US FDA warns of vulnerabilities in pacemakers

The US Food and Drug Administration has issued a warning about vulnerabilities in St. Jude Medical’s implantable cardiac devices, including pacemakers. This would allow an attacker to send commands to the devices.

In the warning, the FDA writes that an attacker can make contact with a device via an RF connection and then, for example, drain the battery or shock a person. These findings are the result of an organization’s own investigation into the safety of St. Jude Medical’s devices. This focused in particular on the ‘Merlin@home’ transmitters, which make contact with a home monitor via an RF connection. The latter can then forward the data to the attending physician.

St. Jude Medical says in its own message that it has released patches for the vulnerable devices. It even speaks of a ‘very low risk’ that attackers would exploit the leaks. So far, there have been no reports of users falling victim to an attack. The deficiencies in St. Jude Medical’s products were initially identified in a study by the company MedSec.

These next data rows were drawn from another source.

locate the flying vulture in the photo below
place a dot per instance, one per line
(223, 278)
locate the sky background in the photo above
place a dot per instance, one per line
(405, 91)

It said St. Jude is “far behind in security” and has done nothing to ensure the safety of its customers for quite some time. For example, the company has been aware of the security problems since 2013. St. Jude responded to MedSec’s findings at the time, saying they were inaccurate.

This is not the first time vulnerabilities in devices such as pacemakers have been found. For example, in 2012, security researcher Barnaby Jack found software vulnerabilities in pacemakers, which could potentially be exploited with deadly consequences. In October of last year, the American company Johnson & Johnson warned about vulnerabilities in an insulin pump, after researcher Jack also did this for Medtronic devices in 2011.